世界終末をさまよう幽霊たち。(2007.3.18)
HW

**ネタバレ注意**
映画を見終った人むけのレビューです。

これ以降の文章には映画の内容に関する重要な情報が書かれています。
まだ映画を見ていない人がみると映画の面白さを損なうことがありますのでご注意下さい。







 「死は永遠の孤独」という、死者の語る言葉。個人的に、この台詞は「死後の世界は確かに存在する」という『スペースバンパイア』(トビー・フーパー監督)の台詞への返答ではないか、と解釈している(なお、黒沢清監督のフーパー傾倒は氏の著作『映画はおそろしい』などを参照。ただし、誤解を避けるため、敢えて個人的な経緯を語らせてもらえば、私は黒沢監督を知る以前の幼少時に同作品をテレビで見ていて、数年後黒沢作品に触れた際に少なからずの類似を感じ、直接の言及を跡付け的に確認するに至っただけである)。

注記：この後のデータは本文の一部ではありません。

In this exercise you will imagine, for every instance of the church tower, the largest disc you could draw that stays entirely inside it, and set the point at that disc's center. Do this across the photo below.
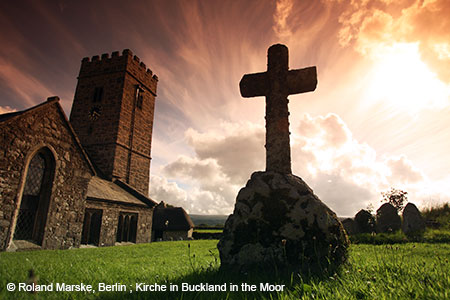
(112, 114)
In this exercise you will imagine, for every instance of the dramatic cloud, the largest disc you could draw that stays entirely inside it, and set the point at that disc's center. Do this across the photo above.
(375, 24)
(345, 174)
(6, 109)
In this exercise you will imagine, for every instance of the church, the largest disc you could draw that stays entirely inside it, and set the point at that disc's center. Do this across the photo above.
(65, 182)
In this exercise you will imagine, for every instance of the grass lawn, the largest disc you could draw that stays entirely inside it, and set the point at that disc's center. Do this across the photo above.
(401, 271)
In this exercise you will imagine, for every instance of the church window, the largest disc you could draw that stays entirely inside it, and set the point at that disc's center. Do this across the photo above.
(36, 198)
(139, 97)
(98, 94)
(91, 227)
(127, 227)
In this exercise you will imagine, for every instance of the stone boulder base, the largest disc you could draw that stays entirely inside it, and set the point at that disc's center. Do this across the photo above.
(365, 221)
(413, 223)
(278, 223)
(388, 219)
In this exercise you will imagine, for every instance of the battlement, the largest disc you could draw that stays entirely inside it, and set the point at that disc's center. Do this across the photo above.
(127, 62)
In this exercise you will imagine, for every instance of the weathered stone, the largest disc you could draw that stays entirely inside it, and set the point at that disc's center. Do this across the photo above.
(365, 221)
(350, 226)
(276, 84)
(413, 223)
(287, 227)
(118, 143)
(388, 219)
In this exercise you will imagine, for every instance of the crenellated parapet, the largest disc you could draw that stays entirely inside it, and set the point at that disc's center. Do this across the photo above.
(118, 63)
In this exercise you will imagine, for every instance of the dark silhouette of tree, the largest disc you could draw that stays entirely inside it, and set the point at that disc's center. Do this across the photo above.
(397, 198)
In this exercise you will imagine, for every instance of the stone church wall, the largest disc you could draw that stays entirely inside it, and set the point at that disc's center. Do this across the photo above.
(110, 217)
(20, 138)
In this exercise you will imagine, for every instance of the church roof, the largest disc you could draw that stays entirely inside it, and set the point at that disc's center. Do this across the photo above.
(107, 191)
(171, 219)
(50, 101)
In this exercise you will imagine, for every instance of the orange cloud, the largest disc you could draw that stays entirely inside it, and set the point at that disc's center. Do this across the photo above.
(371, 24)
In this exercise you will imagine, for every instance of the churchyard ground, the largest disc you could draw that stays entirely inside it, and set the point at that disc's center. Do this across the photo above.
(389, 271)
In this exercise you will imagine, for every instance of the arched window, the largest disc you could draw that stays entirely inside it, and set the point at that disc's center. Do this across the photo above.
(36, 198)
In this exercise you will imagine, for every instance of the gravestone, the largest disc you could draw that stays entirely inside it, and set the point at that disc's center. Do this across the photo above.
(365, 221)
(278, 222)
(388, 219)
(413, 222)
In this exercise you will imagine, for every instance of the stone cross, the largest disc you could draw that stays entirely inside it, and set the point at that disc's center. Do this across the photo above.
(276, 84)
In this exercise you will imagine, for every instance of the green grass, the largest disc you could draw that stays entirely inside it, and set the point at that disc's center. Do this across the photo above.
(401, 271)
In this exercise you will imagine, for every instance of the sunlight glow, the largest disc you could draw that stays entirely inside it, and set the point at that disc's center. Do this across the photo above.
(404, 81)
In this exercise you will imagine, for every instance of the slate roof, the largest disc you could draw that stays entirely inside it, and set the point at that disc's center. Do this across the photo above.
(99, 189)
(43, 105)
(104, 190)
(177, 219)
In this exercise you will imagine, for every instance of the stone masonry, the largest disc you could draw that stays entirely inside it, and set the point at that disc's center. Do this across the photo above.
(44, 126)
(118, 139)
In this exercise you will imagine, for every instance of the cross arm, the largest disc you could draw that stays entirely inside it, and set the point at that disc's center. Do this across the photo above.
(254, 85)
(302, 80)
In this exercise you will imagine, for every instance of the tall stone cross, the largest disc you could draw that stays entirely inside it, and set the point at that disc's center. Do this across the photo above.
(276, 84)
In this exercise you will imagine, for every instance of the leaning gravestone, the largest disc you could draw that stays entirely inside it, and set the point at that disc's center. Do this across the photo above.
(277, 221)
(365, 221)
(388, 219)
(413, 222)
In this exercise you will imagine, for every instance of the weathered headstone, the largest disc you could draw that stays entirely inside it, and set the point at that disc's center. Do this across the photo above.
(365, 221)
(388, 219)
(277, 221)
(413, 222)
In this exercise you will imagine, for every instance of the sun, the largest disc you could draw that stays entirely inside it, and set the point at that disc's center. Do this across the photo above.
(401, 80)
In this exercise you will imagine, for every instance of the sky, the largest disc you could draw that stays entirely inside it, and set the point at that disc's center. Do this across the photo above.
(379, 117)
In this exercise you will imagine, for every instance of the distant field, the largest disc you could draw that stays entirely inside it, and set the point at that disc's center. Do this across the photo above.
(209, 220)
(208, 230)
(403, 271)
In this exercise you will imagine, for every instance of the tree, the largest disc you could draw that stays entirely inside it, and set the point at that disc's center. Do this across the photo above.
(397, 198)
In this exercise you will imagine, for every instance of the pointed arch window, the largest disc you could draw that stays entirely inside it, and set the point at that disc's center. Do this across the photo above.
(36, 194)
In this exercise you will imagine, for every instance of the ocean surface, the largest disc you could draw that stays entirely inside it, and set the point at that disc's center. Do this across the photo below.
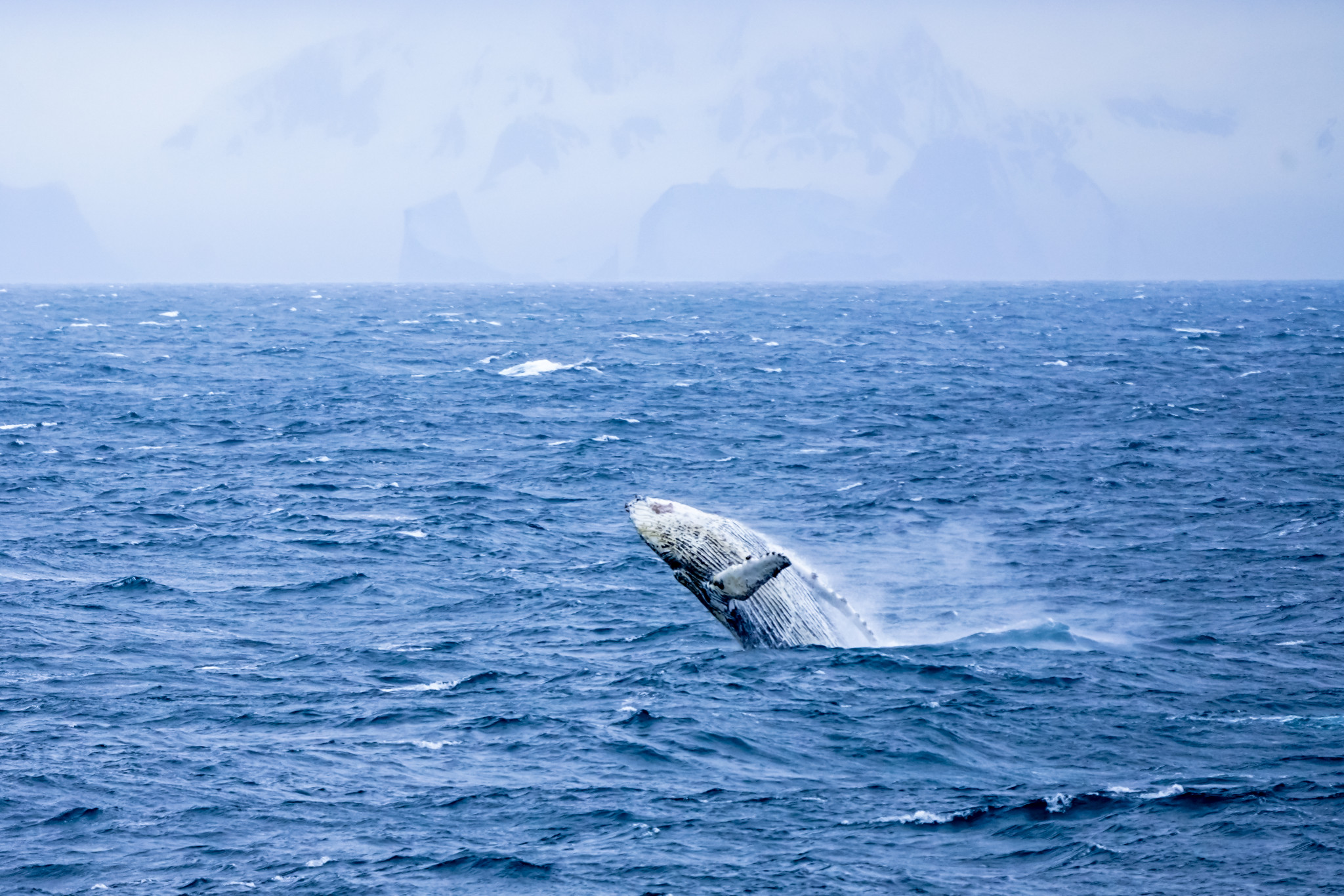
(329, 590)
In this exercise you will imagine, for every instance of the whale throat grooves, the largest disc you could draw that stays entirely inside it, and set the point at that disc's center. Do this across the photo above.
(759, 594)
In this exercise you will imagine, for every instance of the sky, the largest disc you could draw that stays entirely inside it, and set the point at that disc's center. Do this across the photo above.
(660, 142)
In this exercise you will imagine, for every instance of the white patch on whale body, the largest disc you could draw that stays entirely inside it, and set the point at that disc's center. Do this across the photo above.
(763, 597)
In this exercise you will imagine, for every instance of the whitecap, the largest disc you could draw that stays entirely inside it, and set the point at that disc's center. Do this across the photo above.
(1166, 792)
(433, 685)
(919, 817)
(539, 366)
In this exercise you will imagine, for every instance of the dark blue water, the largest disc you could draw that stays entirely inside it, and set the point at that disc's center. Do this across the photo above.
(301, 596)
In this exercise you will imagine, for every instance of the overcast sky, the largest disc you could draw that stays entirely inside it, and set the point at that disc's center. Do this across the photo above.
(284, 142)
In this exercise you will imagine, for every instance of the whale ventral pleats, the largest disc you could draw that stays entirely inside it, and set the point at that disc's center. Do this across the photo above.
(753, 590)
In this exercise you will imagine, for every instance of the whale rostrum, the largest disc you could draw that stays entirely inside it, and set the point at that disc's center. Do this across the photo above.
(763, 597)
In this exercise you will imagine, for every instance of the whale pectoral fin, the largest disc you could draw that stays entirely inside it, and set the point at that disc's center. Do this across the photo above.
(742, 580)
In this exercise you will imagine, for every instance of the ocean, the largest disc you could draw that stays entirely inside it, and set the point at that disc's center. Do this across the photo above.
(328, 589)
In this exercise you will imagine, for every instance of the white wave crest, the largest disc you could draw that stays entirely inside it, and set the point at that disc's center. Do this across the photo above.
(539, 366)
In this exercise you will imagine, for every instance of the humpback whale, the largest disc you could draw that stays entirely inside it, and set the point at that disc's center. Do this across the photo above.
(761, 596)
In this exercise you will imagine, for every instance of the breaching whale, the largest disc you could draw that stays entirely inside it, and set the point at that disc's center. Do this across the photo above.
(763, 597)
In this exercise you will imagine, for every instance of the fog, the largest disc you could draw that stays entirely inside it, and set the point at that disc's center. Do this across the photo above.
(545, 142)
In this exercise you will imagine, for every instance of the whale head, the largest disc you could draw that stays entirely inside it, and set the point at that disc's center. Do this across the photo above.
(682, 535)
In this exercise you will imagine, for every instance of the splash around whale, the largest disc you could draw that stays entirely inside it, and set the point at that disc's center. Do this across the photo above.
(757, 592)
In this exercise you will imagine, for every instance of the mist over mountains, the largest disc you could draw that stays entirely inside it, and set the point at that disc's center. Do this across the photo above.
(593, 142)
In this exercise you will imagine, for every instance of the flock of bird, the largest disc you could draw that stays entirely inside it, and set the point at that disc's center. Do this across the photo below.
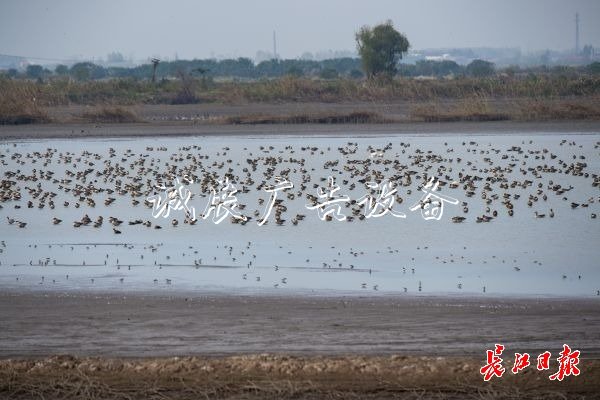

 『スペースバンパイア』("Life Force")において「死後の世界」というこの台詞が語られるのは、やはり終末絵巻の最中においてなのだが、ここでこの台詞が印象的なのは映画で描かれる死の連鎖(「バンパイア」という邦題から想像されるように、生命を吸われた者が次の者を襲いまた次の者へという連鎖なのだが)の根底に「死後の世界」への圧倒的な恐怖が据えられるからだ。命を吸われた者は(恐らく生者の想像を絶する何か絶望的な)「死後の世界」の存在を目の当たりにし、そこから逃れるために見境なく生者を襲う。死者たちは死が無や消滅であるからではなく、死後に待ち受ける世界(life after death)があるからこそ恐怖し、生への執着(結果的には死の連鎖)へと突き動かされるのだ。

 ところで、『回路』が不気味なのは、「幽霊」と「世界終末」、という禁じられた組み合わせだ。『回路』は終末が終末たり得ない状況を描き出す。ここでの死の連鎖は虚無によって突き動かされる。通常、死の側が圧倒的な「無」であればこそ「終末」(反転すると「サバイバル」)が起こり得るのだが、この映画において死はあいまいな「永遠の孤独」として語られ、死者は死後もなお現実を平然と徘徊する。現代社会の希薄な生(「死ぬまでの孤独」か?)とこの「永遠の孤独」たる死とは何らかの断絶といより、曖昧な境界上に据えられ、死は生の終わりにではなく、生の地続きにぼんやりと置かれる。この映画で、生者が死者を怖れるのは、彼らが何か我々と別なものになってしまったからでなく、むしろ自分たちとさして変わらぬからだ。かつてトビー・フーパーは「死後の世界」を語らせることで生命への異様な執着を孕んだ終末のスペクタクルを可能にしたが、ここで黒沢清はその「死後の世界」を「永遠の孤独」と読み換えることでスペクタクルを封じてしまう暴挙に出るのである。

 初見時にはどうもこのスペクタクル封じに釈然としない印象を受け、「まるで怖くない」とまで言い切っていたのだが、再見を経てからは、そういう破綻の可能性を引き受けた意欲作としてかなり見直している。この映画は、終末SFホラーの様式を取りながら、「死」の読み換えによって、むしろ「終わらない」そのことの絶望を抉り出しているのである(逆に言うと、「終わる」としても希望はある)。実際、この映画では、「残された時間」として本来濃密な時間となるはずの終末が淡々と時としては省略的に描かれるのだ。